Comment 13 William Cohen 2021-11-19 15:43:49 UTC
Backported following patch that addresses the problem

commit 3625bdbad9fd57d1cdb1e5615854545167d4adcb
Author: Anthony Castaldo <TonyCastaldo.edu>
Date:   Wed Aug 26 17:18:29 2020 -0400

    This modifies PAPI_library_init() to initialize components in two classes,
    separated by the initialization of the papi thread structure.  The first class
    is those that need no thread structure, currently everything but perf_event and
    perf_event_uncore.

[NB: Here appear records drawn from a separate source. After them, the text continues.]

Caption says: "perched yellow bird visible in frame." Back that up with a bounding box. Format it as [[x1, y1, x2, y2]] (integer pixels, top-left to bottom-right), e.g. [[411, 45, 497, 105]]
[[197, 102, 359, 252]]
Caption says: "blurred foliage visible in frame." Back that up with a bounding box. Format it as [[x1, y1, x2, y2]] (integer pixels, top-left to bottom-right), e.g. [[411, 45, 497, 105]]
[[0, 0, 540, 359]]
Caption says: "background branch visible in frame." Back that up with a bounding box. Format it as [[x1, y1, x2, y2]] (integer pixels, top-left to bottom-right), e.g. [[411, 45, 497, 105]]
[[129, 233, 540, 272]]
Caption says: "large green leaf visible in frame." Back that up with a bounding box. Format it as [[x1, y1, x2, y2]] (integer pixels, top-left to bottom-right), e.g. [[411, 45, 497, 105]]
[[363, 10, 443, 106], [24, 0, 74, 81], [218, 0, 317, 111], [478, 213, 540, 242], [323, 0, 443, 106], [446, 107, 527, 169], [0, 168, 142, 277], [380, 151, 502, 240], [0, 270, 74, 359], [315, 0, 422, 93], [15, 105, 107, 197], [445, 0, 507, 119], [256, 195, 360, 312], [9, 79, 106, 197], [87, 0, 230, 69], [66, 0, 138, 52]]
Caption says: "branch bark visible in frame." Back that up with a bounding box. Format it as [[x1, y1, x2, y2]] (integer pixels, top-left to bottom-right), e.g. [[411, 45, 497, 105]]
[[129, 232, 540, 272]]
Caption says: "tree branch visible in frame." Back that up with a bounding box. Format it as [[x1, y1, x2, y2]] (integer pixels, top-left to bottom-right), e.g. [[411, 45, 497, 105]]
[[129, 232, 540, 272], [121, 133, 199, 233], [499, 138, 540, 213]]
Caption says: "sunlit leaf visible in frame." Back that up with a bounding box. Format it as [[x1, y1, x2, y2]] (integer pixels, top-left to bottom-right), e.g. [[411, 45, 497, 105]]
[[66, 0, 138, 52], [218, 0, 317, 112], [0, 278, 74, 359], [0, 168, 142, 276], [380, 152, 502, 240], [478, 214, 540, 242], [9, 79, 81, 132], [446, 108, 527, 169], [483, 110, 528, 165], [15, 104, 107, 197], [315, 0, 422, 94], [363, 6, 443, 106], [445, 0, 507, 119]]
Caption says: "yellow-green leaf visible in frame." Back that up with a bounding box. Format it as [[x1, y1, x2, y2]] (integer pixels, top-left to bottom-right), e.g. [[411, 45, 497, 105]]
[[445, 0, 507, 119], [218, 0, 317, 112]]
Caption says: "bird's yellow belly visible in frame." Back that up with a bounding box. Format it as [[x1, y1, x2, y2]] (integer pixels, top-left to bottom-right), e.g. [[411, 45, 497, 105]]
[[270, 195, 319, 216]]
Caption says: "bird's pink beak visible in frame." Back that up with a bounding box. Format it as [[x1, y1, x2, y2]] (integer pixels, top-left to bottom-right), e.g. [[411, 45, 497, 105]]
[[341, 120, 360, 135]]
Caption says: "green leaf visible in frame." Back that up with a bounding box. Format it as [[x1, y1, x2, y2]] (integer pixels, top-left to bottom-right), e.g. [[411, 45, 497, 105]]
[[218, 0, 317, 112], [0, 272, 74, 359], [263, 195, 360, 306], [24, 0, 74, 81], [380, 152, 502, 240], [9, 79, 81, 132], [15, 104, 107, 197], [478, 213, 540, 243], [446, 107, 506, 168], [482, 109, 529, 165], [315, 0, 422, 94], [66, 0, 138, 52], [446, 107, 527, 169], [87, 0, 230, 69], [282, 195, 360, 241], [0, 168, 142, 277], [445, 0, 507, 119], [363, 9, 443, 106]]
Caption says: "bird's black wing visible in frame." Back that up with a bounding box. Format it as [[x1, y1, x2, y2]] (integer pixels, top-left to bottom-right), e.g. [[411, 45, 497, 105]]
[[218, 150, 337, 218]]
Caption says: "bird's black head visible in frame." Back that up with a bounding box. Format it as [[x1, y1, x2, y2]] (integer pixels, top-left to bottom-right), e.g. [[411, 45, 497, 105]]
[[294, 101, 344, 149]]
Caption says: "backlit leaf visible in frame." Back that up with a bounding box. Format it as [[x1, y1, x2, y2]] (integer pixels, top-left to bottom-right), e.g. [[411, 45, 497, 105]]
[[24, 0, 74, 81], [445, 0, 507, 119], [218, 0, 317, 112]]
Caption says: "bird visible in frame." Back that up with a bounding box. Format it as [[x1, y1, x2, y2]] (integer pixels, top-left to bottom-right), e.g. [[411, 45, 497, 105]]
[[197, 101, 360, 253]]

Following the init of the threading structure, we init the
    second class (perf_event and perf_event_uncore) that DOES need the thread
    structure to successfully init_component().  This required a change to
    _papi_hwi_init_global(), to add an argument to distinguish which class it
    should initialize.

Comment 14 Fedora Update System 2021-11-20 02:05:40 UTC
FEDORA-2021-752e807fdd has been pushed to the Fedora 34 testing repository.
Soon you'll be able to install the update with the following command:
`sudo dnf upgrade --enablerepo=updates-testing --advisory=FEDORA-2021-752e807fdd`
You can provide feedback for this update here: https://bodhi.fedoraproject.org/updates/FEDORA-2021-752e807fdd

See also https://fedoraproject.org/wiki/QA:Updates_Testing for more information on how to test updates.

Comment 15 Fedora Update System 2021-11-28 01:09:32 UTC
FEDORA-2021-752e807fdd has been pushed to the Fedora 34 stable repository.
If problem still persists, please make note of it in this bug report.